Por Miguel Ernesto Leetch San Pedro, Magistrado de Circuito adscrito al Pleno Regional en Materias Penal y de Trabajo de la Región Centro-Norte, con residencia en la Ciudad de México.
Cada 25 de noviembre, el calendario nos recuerda una deuda histórica: erradicar la violencia contra la mujer. Sin embargo, más allá de la fecha, este día debe representar un compromiso activo con las millones de mujeres que aún viven en contextos de violencia, desigualdad y desprotección institucional.
En México, la violencia de género es una emergencia estructural. Los datos son alarmantes, pero detrás de cada cifra hay un rostro, una historia, una vida que clama justicia. Y es justamente en la impartición de justicia donde enfrentamos uno de los mayores retos para garantizar el acceso efectivo a los derechos de las mujeres.
Si bien en los últimos años se han logrado avances normativos —como el reconocimiento del feminicidio como delito, la implementación de órdenes de protección y la obligatoriedad de juzgar con perspectiva de género—, estos progresos conviven con prácticas que aún obstaculizan una verdadera transformación del sistema.
Una de las más grandes barreras es la revictimización. Muchas mujeres que se atreven a denunciar terminan enfrentándose no solo a su agresor, sino también a un aparato institucional que con frecuencia resulta lento, insensible o indiferente. El temor a no ser creídas, la falta de seguimiento a sus casos y la persistente impunidad terminan por desalentar la búsqueda de justicia.
A ello se suman desafíos estructurales: la falta de capacitación con enfoque de género en todos los niveles del sistema judicial, la escasez de recursos para fiscalías especializadas y las brechas geográficas que impiden que mujeres en zonas rurales o marginadas accedan a una defensa adecuada.

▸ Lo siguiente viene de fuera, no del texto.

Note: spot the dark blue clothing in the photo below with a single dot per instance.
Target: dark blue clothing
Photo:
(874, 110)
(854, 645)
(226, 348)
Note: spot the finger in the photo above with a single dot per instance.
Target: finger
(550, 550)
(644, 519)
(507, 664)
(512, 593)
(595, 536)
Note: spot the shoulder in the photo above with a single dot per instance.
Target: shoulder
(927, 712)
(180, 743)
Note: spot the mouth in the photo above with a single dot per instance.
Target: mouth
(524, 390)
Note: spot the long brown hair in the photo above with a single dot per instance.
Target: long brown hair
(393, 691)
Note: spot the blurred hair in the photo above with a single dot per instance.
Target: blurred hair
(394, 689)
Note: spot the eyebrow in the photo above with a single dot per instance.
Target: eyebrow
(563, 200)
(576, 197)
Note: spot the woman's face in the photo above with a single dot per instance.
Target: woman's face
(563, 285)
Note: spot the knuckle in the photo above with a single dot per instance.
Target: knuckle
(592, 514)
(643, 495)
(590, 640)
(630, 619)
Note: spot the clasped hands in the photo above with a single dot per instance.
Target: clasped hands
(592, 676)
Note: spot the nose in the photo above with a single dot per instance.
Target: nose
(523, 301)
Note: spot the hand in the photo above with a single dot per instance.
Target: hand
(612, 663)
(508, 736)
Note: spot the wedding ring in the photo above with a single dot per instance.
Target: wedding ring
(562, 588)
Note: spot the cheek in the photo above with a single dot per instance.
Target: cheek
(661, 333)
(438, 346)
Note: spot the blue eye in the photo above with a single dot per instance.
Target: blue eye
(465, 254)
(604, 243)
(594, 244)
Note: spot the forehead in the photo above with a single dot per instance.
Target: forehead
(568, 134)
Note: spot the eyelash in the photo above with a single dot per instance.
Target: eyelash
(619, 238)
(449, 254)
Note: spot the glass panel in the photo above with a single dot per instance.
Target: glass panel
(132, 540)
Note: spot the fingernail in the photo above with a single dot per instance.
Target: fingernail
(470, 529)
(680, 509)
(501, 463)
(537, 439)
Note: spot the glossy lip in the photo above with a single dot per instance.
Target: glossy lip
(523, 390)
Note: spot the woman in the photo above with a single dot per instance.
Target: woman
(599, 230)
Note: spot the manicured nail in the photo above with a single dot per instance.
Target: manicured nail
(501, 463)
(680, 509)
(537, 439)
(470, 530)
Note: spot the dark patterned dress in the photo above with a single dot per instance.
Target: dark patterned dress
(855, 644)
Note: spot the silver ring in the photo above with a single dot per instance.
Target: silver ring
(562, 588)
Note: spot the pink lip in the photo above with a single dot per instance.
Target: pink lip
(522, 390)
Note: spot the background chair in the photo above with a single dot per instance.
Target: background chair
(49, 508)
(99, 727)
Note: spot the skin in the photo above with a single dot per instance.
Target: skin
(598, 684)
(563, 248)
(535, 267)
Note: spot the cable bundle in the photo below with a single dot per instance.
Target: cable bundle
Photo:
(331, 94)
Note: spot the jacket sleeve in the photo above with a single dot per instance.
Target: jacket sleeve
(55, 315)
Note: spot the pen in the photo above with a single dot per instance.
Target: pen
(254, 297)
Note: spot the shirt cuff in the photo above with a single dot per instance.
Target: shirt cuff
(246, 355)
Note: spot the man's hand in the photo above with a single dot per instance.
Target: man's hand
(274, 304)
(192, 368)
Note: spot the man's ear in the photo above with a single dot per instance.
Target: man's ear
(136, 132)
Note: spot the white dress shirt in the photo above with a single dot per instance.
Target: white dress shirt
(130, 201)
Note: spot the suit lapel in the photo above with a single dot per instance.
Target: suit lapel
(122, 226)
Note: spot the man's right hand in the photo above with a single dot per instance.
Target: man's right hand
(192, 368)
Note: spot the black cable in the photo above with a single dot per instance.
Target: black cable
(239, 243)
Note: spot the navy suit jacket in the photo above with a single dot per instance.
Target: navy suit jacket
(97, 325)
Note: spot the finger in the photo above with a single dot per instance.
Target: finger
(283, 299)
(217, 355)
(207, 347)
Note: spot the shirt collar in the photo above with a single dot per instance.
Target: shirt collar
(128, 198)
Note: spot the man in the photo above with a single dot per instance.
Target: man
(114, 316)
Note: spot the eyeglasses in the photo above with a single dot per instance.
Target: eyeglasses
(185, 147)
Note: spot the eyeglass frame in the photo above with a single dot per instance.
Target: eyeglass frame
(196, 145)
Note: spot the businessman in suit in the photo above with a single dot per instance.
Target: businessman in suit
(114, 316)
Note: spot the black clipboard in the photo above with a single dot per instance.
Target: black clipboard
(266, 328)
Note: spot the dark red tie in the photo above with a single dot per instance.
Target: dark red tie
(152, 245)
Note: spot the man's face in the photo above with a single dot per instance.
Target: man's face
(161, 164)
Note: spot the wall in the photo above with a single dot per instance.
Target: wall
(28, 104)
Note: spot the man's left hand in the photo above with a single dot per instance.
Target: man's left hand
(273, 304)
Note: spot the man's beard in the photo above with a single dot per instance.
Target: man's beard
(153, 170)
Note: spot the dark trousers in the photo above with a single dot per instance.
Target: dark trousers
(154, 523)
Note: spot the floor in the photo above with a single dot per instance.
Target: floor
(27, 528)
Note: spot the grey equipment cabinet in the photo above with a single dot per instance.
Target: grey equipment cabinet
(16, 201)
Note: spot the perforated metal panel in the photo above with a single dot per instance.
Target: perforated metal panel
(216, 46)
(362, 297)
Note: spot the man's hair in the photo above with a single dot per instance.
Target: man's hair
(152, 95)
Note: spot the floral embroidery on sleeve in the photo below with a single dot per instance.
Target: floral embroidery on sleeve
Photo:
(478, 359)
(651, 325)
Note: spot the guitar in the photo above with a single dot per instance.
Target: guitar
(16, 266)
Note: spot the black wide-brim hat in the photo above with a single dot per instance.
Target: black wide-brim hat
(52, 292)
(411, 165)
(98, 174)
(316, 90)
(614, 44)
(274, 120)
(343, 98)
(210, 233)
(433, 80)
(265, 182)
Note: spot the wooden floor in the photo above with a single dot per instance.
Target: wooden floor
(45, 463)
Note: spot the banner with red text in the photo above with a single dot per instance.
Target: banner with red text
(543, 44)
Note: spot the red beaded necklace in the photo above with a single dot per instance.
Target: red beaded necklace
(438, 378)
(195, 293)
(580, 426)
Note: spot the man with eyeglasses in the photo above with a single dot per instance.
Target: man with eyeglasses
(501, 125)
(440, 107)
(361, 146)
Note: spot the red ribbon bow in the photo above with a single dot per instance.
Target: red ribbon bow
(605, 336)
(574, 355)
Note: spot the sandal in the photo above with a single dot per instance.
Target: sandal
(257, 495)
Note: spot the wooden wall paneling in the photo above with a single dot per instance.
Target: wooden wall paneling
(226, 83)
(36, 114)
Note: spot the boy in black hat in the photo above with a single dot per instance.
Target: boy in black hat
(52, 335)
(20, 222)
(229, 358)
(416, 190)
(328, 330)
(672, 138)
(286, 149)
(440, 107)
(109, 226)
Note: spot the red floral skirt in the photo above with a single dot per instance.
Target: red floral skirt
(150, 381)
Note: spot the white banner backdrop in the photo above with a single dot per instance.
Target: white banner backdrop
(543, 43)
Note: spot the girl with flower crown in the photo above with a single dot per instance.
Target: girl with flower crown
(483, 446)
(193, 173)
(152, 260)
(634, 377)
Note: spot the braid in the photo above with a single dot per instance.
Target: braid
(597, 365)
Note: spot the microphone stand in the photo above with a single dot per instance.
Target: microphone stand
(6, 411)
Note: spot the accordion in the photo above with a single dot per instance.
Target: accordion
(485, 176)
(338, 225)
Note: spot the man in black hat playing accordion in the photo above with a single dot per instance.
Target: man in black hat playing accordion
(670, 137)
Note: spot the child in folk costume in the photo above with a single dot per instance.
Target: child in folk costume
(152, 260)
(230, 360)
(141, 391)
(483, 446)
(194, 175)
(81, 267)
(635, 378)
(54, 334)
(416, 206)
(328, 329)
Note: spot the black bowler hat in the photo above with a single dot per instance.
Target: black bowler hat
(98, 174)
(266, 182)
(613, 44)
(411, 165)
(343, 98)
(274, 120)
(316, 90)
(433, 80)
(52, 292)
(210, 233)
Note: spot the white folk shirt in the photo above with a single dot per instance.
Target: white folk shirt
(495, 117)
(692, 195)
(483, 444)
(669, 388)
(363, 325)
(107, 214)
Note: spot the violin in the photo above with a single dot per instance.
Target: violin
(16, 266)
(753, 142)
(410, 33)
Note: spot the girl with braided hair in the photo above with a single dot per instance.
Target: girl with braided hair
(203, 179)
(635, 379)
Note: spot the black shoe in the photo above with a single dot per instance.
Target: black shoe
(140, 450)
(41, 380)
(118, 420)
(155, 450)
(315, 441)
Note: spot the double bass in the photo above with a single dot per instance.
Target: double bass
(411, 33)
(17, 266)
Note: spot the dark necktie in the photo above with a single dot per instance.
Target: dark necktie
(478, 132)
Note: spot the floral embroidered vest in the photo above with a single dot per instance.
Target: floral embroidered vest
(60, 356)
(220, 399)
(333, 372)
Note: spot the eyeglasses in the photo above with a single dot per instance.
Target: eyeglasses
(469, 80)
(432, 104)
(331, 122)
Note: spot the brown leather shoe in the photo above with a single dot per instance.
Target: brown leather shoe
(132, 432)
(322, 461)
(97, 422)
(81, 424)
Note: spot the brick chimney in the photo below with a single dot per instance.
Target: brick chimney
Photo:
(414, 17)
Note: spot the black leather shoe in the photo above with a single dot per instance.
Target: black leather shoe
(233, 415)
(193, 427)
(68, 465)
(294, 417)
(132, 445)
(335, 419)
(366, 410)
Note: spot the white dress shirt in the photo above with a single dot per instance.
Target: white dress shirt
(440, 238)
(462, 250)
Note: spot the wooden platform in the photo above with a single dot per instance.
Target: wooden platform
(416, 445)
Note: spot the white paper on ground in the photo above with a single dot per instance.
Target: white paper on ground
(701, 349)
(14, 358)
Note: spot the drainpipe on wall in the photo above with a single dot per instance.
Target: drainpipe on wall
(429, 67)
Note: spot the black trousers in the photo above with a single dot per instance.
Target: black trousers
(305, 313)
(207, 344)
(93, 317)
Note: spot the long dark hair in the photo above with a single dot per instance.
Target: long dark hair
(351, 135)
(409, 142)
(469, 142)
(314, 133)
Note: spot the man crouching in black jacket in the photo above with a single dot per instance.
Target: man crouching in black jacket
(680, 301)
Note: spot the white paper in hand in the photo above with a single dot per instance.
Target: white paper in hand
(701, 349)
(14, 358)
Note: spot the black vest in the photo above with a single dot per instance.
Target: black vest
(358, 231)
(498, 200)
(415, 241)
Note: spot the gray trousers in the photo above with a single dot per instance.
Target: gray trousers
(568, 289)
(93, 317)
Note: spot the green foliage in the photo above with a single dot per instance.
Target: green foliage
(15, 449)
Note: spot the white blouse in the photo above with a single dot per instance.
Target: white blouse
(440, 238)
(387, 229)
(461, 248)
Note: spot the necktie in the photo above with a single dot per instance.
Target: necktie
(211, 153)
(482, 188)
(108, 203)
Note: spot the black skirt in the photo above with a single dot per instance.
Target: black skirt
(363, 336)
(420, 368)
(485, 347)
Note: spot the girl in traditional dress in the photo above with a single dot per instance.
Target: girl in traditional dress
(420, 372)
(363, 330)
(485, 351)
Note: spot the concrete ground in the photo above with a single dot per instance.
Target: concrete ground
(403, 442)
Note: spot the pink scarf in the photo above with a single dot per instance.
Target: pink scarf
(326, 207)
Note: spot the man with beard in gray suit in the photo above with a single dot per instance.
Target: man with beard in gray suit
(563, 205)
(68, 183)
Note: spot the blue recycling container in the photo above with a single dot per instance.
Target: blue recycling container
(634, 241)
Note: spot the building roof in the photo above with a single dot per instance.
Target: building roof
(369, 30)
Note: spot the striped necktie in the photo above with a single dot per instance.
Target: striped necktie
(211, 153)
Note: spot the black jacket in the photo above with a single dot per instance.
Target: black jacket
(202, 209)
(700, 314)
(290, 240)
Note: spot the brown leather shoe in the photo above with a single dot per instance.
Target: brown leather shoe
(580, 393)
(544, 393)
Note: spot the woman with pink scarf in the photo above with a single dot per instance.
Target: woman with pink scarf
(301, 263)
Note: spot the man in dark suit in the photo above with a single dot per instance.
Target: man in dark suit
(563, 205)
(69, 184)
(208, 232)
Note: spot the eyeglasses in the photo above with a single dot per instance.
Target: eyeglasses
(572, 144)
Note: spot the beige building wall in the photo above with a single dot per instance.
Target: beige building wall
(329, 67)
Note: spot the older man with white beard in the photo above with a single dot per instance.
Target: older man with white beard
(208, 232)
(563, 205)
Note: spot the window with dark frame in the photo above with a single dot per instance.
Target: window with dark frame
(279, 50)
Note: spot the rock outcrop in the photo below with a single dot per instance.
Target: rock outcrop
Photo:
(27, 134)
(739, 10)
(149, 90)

Erradicar la violencia contra la mujer exige mucho más que leyes. Exige voluntad política, presupuestos suficientes, operadores de justicia capacitados y, sobre todo, una transformación cultural que deje atrás estereotipos y roles de género que perpetúan la desigualdad.
En este 25 de noviembre, más que conmemorar, urge actuar. Como sociedad, como instituciones y como personas juzgadoras o defensoras de derechos, tenemos la obligación ética y legal de construir un sistema que no tolere la violencia, que escuche, proteja y repare.
El acceso a la justicia no debe ser un privilegio ni una batalla. Debe ser una garantía.
Porque una justicia sin perspectiva de género no es justicia. Y mientras exista una sola mujer sin acceso real a la justicia, nuestra labor seguirá incompleta.